We awoke before breakfast started, so we decided to walk around the resort and take a few pictures.
The resort had a swimming pool that would have been really nice when it was new. It was definitely showing signs of disrepair as many of the tiles in the mosaic and along the steps were missing. The pool was thoroughly cleaned in the morning, but all the missing tiles made it look dirty. We have found that pools don’t get much use. We initially thought a dip in the pool might be refreshing, but with the consistent 30 degree weather, the pool is too warm to be refreshing. Unfortunately, they would need to invest in a lot of ice to make it cool enough for a swim.

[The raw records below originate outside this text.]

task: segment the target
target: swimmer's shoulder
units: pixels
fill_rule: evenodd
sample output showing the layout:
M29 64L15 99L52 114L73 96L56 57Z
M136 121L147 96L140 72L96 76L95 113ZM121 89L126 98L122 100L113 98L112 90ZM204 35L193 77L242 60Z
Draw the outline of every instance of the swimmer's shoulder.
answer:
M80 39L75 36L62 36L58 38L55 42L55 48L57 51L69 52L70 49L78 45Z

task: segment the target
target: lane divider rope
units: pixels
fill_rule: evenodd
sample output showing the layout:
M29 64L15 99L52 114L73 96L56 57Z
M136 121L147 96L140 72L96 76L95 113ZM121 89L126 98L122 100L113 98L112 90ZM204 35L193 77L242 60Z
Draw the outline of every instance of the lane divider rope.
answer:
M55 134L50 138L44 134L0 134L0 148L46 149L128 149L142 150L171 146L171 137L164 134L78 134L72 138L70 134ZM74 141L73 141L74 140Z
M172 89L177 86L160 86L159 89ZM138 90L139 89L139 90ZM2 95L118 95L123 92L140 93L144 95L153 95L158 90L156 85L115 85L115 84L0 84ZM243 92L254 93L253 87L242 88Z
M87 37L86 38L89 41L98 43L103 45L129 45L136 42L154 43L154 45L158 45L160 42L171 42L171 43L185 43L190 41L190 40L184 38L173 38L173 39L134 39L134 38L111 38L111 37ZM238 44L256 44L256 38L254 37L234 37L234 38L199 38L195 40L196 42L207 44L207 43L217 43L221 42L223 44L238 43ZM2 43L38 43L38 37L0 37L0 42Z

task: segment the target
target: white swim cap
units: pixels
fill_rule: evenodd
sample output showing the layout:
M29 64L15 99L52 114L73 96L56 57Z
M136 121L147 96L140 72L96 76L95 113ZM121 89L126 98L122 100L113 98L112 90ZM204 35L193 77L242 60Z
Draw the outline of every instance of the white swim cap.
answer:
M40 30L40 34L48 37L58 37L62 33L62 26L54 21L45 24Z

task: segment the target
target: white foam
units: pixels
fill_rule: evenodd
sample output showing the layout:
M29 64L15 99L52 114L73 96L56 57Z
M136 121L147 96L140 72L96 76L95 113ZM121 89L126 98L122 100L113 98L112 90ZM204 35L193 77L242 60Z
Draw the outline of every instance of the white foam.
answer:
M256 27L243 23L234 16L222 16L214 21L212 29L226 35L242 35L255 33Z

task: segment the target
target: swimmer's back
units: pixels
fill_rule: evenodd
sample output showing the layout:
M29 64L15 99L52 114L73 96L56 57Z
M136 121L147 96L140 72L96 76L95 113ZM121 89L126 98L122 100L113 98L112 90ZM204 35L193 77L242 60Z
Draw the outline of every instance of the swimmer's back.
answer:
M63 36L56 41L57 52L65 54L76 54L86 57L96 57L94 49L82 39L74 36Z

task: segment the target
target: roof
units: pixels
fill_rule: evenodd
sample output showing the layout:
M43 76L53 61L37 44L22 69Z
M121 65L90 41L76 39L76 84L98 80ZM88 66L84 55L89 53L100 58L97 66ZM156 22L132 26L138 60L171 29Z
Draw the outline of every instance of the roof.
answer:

For breakfast, we enjoyed sitting on the patio looking out onto the lake. One challenge they have with it getting dark so early (6 pm, before supper is ready), is that various insects are attracted to the lanterns. This one was sitting by our breakfast table – not exactly appetizing.
Our destination for the day was the butterfly sanctuary, which involved a lot of driving. Before we left town though, we stopped in at the Cedi bead making factory. Here they handmake beads out of recycled glass. In the picture above, the owner of the factory demonstrates how the different types of beads are made.
This type of bead is made by first marking the basic shape in a mold by melting small pieces of glass. Then paint is made by pounding down the glass into a fine powder, adding dye, and water to make a paste. Someone then paints the pattern onto each bead individually. Once the beads are painted, they go back into the kiln for a final firing to set the paint.
The kiln itself is made out of clay from termite mounds. The termites do a really good job of mixing up the clay into an equal consistancy and their saliva makes the kiln clay more heat resistant. In the picture you see many molds read to make round beads.
After the bead factory, we had hoped to visit a fair-trade cocoa farm (one of Ghana’s largest export products). Unfortunately, it was Sunday and the farm was closed. This meant the long drive to our final destination was not broken up with any stops.
At one point, Fofo pulled over quickly. The Land Rover had blown a fuse. He pulled out the toolkit, made a few repairs to the wiring and after about 15-minutes we were back on the road.
Dinner at the butterfly sanctuary consisted of – you guessed it – groundnut soup and chicken. Again, it was delicious and completely different from the other varients we had tried. Dinner also included semi-cold (they called it cold but it was verging on warm) Star beer (cheap Ghanian beer that is actually pretty tasty) and bottled water.
The guidebook listed our room as a “fan” room – and indeed our room came with floor fans (our favourite type). But what the guidebook didn’t mention was that the guest house was not on the grid. They only had electricity when they ran the generator from 6-9pm. Again, we were grateful for our headlamps! Unfortunately the lack of fan meant it was a warm night. The room, however, was by far the largest we stayed in, and it was both clean and cheap.
At this point Becky had an ah-ha moment. She realized that if she thought of travelling through Ghana as “camping” with the mosquito nets as the tent rather than vacationing or travelling, then her expectations for accommodations would be more inline with reality. It is only too bad that this didn’t occur to her sooner like when she was packing for the trip, as it would have likely changed how she packed – and made for a more pleasant experience. It certainly did help for the remaining week.